Our final speaker roster was a female majority, and Steve was pleased. Proud. Our whole team was! And more women on stage is never a bad thing. But is it enough? A woman on Twitter didn’t think so. She zoomed in on the sea of white on the DCC 2015 speaker page. She's since deleted her end of the conversation, but the gist was:
- Her: Another white speaker lineup. Just what the world needs.
- Steve: You’re right to point that out. I’d love to chat about changing this.
- Her: No thanks. Do better.
After a shitty first reaction and an overnight soak in the discomfort of being called out, Steve tackled the important work of doing better. It was a lesson in remembering that even the seemingly small choices we make can perpetuate racism, sexism, and homophobia.
“None of your faves are unproblematic. None of your friends or family are unproblematic. You are not unproblematic. There is literally no point during the process of learning about social justice type stuff and unlearning internalized bullshit and dismantling power systems at which you magically become enlightened and unproblematic. It does not exist. There is no tangible finish line, there is only endless, arduous work and it’s hard but it needs to be done.” -willowbuffy
So. Challenge accepted. With the speaker lineup for 2015 set, Steve knew our first year would be about listening, learning, and making a plan for increased inclusivity at DCC 2016. A snapshot of our attendees made it clear that our majority white stage attracted an audience of the same.
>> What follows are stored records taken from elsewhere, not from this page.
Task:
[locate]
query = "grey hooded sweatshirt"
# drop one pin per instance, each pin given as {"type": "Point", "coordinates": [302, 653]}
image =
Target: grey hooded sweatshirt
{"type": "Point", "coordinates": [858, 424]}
“While women are the largest group in our general population that aren't well represented in our tech communities, they aren't the only group. It's important that we understand the various marginalized groups and the issues and barriers they face trying to participate in our spaces.” -Ashe Dryden, Increasing Diversity at Your Conference
A couple months after DCC 2015, when the speaker lineup for 2016 was heavy on his mind, I texted Steve—while he was on the road with our daughter—a link to the essay, Same Old Script. There’s a video (embedded on page 2) that I asked him to watch and discuss with our daughter, whom we’re hoping will grow into a media-savvy maven. (Hear that, Emma?)
The video discusses the ways tropes and stereotypes continue to cling to actors despite diversity being on the rise. The problem is rooted in the ubiquitous mostly-white, male writing staff.
“As pretty much any person of color can tell you, it’s easy to tell from watching a series whether there weren’t enough people of color in the writing room.”
This Is What Happens When Writers' Rooms Aren't Diverse
This is what happens when writers' rooms aren't diverse. (Even the biggest TV shows aren't immune to these stereotypes. cc New Girl, Modern Family, The Walking Dead.) More: http://slate.me/1ZRQQVcPosted by Slate.com on Monday, October 19, 2015
After watching the video, Steve texted me back with the idea of making our “writers’ room” more diverse. He suggested we hire a panel of people to help remove the bias from our speaker selection. He wanted to find a diverse group to both grow and cull a list of speakers. He envisioned us working as a team to find voices that represent the diversity of the design and content strategy communities.
“It’s important to diversify writing staffs for shows with white-led casts, so as to counter and minimize lame one-dimensional characterizations. But equally important is populating the television landscape with shows centred around nonwhite characters and giving them diverse writers to match.” -Aisha Harris
Steve got to work on an email inviting a small, diverse group to help create and pair down a list of potential speakers. We asked for a commitment of 3-4 pre-conference meetings and offered an honorarium for their time. The resulting DCC 2016 speaker list and now the 2017 list is pretty squee-worthy.
Our 2016 speaker lineup was an important step in the right direction, but it’s not the end. There’s more learning to happen. We hope every DCC event to follow will be more diverse and inclusive than the last.
None of these ideas are our ideas—or new even. Leaders like Ashe Dryden are doing thorough and thoughtful research on producing inclusive events. Ashe told us three years ago that our “organizing group and volunteers should be as diverse as the community [we] hope to create.”